David Lazarus at the LA Times had an excellent column last weekend about health insurers charging men and women different rates. When Blue Shield and other insurers admit they’re charging women higher premiums because they are higher “risks” (Read: more expensive), they’re coming clean about the industry’s already discriminatory practices against women. Though, in doing so, it further widens the gap between what women and men pay for health care. Women will wind up spending more, not only to *buy* care, but also to *use* care, as has been the case.
Since the steady increase of high-deductible health plans (and in the absence of stronger consumer protections such as community rating and minimum benefit standards) insurers have been permitted to passive aggressively charge women more based on the fact that women are trying to be conscientious about their health.
A Harvard Medical School study last year found women ages 18-64 with consumer-directed health policies wound up spending 218% more on health care than men. “High-deductible plans punish women for having breasts and uteruses and having babies,” said Dr. Steffie Woolhandler, one of the authors of the study.

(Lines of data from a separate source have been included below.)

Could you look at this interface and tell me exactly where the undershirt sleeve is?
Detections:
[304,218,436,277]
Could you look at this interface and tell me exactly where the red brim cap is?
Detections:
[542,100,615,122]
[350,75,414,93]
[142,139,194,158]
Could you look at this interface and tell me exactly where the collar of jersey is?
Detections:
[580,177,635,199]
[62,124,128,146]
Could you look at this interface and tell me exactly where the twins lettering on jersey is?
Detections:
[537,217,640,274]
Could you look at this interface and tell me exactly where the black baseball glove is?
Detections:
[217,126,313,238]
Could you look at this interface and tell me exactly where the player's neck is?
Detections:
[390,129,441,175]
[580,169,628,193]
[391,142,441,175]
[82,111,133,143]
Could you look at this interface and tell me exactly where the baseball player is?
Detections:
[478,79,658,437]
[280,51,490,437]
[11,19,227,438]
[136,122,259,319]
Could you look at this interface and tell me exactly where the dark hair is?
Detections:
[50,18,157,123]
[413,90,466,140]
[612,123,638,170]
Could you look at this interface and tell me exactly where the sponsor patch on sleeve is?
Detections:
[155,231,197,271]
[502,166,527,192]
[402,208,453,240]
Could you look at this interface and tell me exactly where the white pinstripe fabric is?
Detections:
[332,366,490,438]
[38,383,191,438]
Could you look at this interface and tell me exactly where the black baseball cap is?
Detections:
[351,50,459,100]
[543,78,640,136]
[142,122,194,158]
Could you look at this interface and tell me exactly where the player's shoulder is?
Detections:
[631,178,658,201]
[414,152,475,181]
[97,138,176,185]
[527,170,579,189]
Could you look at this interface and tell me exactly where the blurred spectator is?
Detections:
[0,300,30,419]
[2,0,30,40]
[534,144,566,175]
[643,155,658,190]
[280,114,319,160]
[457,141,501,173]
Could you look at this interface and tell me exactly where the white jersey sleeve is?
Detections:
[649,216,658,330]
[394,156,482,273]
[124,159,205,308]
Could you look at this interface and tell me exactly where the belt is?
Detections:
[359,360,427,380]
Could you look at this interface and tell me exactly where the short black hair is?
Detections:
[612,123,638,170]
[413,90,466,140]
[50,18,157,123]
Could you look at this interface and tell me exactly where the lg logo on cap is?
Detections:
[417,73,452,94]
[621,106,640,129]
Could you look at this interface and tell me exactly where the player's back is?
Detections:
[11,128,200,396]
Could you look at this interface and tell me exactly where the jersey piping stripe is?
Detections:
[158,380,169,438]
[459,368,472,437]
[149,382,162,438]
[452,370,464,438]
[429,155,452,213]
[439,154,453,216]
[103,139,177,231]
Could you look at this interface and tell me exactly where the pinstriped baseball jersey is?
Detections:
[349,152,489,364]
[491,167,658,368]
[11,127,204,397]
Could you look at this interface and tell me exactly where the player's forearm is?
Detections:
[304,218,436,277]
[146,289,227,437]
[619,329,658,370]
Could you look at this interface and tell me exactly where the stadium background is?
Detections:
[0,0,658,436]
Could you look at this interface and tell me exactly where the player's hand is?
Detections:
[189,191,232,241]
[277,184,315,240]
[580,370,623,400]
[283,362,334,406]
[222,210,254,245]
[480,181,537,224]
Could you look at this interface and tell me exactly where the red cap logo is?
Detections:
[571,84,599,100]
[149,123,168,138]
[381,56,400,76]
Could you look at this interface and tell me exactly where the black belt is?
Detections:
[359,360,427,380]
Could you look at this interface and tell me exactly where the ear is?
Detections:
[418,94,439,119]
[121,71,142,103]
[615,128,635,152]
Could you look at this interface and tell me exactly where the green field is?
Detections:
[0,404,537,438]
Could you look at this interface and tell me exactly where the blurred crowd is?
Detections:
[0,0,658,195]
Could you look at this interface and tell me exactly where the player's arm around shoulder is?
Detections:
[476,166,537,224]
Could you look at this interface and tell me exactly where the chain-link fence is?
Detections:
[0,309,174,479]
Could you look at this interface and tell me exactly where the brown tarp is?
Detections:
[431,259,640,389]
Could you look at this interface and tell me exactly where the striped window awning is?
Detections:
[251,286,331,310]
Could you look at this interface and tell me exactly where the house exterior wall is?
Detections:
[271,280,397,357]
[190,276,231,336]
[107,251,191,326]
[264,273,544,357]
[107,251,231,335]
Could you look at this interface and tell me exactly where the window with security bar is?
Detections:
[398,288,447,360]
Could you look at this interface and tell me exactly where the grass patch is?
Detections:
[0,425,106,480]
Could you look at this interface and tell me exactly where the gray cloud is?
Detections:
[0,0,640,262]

We require various gynecological exams. We need birth control pills (as a result of co-activities with men). Sometimes we have babies (as a result of said co-activities) — though high-deductible plans don’t cover maternity anyway. We go to the doctor when we hurt. We generally seek more preventive care than men. Hmmmm. And I thought I was just being responsible.
A world that allows high-deductible plans to proliferate — as envisioned by John McCain — is essentially a world that legitimizes deadbeat insurers, who want to thrust more and more costs onto women in the name of keeping prices low. But for whom?